SUZUKI GSR 750

SUSZUKI GSR 750 Burnout

Man sagt ja, man soll sich nicht in Dinge verlieben, die man reparieren muss. Wir sagen: Challenge accepted.

Die Suzuki GSR 750 kam gebraucht zu uns – mit mehr Macken als ein Teenager in der Pubertät. Umgefallen war sie auch schon. Der Tank hatte die Form einer Kartoffel, der Endtopf klang wie ein rostiger Laubbläser. Aber hey, Liebe ist bekanntlich blind – und manchmal auch taub.

Also wurde erstmal ausbeult, lackiert, geschraubt und geflucht. Der neue Endtopf? Sportlich. Die neue Folierung? Camouflage. Die Arbeit? Ein Albtraum.

Die Maske haben wir dreimal foliert – jedes Mal mit dem Gefühl, dass die Folie uns gleich die Scheidung einreicht. Felgen beklebt, Motorschutz montiert, Lichtmaske auf LED umgebaut – jetzt leuchtet sie wie ein UFO auf Speed. Wenn sie könnte, würde sie wahrscheinlich selbst abheben.

Mitten im Winter, alles fertig. 23 Uhr.
Fünf Monate lang nur gestreichelt, geputzt und mit Wattestäbchen gepflegt.
Dann die Frage: Starten oder Nachbarn schonen?
Antwort: Natürlich starten.
DB-Killer vergessen.
Sound? Orkanstufe 12.
Die Nachbarn? Wahrscheinlich mit Ohrstöpseln unter der Bettdecke.
Wir? Pippi in den Augen.
Das Biest lebt. Und es schreit.

Die erste Ausfahrt hätte eigentlich der große Moment werden sollen: Wir waren hochmotiviert, gaben ordentlich Gas und freuten uns darauf, das Biest endlich frei laufen zu lassen. Doch schon nach wenigen Kilometern bemerkten wir, dass uns die Zivilpolizei im Schlepptau hatte. Ganze 4,5 Kilometer folgten sie uns, beobachteten jeden Zug am Gasgriff und jede kreative Interpretation der Straßenverkehrsordnung. Am Ende standen drei Beamte vor uns, neun Vergehen auf dem Zettel und eine Videoanalyse, die unseren Fahrstil als „sportlich bis grenzwertig“ einstufte. Wir nennen es lieber Ausdruckstanz auf zwei Rädern. Die Strafe umfasste vier Seiten, der Betrag war vierstellig, und ja – der Lerneffekt war definitiv vorhanden. Unser Fahrstil? Sagen wir so: Er befindet sich weiterhin in einer sehr lebhaften Findungsphase.

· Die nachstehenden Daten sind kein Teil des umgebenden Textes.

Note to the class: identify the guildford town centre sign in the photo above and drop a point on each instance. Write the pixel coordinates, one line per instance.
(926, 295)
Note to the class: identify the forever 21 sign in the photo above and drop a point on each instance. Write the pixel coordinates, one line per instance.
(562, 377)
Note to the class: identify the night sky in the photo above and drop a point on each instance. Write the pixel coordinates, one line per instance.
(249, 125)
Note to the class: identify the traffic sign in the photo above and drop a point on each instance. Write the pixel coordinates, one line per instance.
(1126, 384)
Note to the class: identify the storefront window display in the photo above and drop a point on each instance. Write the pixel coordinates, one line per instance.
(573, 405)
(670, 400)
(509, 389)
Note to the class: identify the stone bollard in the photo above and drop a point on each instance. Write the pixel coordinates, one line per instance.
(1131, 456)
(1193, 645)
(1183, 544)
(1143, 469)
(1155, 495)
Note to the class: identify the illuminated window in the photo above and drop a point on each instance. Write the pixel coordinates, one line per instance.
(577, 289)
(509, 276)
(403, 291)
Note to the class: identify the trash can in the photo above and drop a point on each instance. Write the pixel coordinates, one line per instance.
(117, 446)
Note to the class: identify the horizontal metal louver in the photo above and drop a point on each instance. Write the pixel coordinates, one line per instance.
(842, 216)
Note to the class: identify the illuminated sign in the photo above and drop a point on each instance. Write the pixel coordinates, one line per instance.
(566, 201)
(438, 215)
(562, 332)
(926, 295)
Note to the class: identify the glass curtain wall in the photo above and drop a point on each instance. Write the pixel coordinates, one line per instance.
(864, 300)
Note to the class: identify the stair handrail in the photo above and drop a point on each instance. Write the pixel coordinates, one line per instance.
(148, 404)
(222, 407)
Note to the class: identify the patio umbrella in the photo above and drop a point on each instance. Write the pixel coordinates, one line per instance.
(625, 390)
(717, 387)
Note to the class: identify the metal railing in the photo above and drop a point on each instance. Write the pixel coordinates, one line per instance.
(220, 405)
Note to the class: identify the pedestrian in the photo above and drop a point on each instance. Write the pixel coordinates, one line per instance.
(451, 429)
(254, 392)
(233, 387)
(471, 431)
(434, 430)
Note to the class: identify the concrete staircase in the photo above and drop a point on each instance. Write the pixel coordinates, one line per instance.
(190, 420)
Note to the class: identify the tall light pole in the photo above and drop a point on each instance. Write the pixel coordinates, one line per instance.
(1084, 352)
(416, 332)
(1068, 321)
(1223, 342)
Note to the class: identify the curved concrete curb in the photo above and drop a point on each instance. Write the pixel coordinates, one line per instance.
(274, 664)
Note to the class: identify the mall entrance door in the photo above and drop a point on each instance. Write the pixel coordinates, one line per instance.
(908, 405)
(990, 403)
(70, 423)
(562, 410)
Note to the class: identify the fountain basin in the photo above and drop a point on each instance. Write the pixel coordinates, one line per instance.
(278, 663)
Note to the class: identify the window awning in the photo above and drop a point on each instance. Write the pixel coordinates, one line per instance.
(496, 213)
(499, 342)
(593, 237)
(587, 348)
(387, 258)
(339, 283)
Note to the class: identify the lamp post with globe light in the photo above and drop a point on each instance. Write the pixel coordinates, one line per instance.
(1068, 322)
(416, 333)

Dann folgte die erste große Reise nach Kroatien. Die Maschine war beladen wie ein Kamel, wir steckten in der Lederkombi bei 40 Grad, und die Straßen boten Kurven, die süchtig machen. Trotz Schweiß, Hitze und Gepäck hatten wir ein Grinsen unter dem Helm, das selbst die Sonnencreme nicht wegwischen konnte. In solchen Momenten merkt man, wie schön das Leben sein kann – zumindest solange kein Blaulicht im Rückspiegel auftaucht. Und je weiter wir Richtung Küste rollten, desto klarer wurde uns, dass genau diese Mischung aus Freiheit, Wahnsinn und ein bisschen Selbstüberschätzung der Stoff ist, aus dem die besten Erinnerungen entstehen. Abends, völlig erledigt, aber glücklich, saßen wir dann am Meer, hörten das Knacken des abkühlenden Motors und wussten: Für solche Tage lohnt sich jede Schraube, jeder Tropfen Schweiß und jede noch so verrückte Idee

Die Suzuki GSR 750 ist im Grunde der ungezogene Cousin der GSX‑R: stark genug, um dich zu begeistern, unvernünftig genug, um dich finanziell zu ruinieren, und zuverlässig genug, um dich immer wieder positiv zu überraschen. Der Vierzylinder schreit, als hätte er ein Dauerabo im Fitnessstudio, und das Handling ist so agil wie ein Terrier auf Red Bull. Optisch macht sie mit unserer Camouflage‑Folie den Eindruck, als wäre sie bereit für einen militärischen Einsatz – oder zumindest für den Parkplatz vor dem Supermarkt. Ihr Charakter ist eine Mischung aus „Ich will Spaß“ und „Halt mal mein Bier“, und genau deshalb lieben wir sie.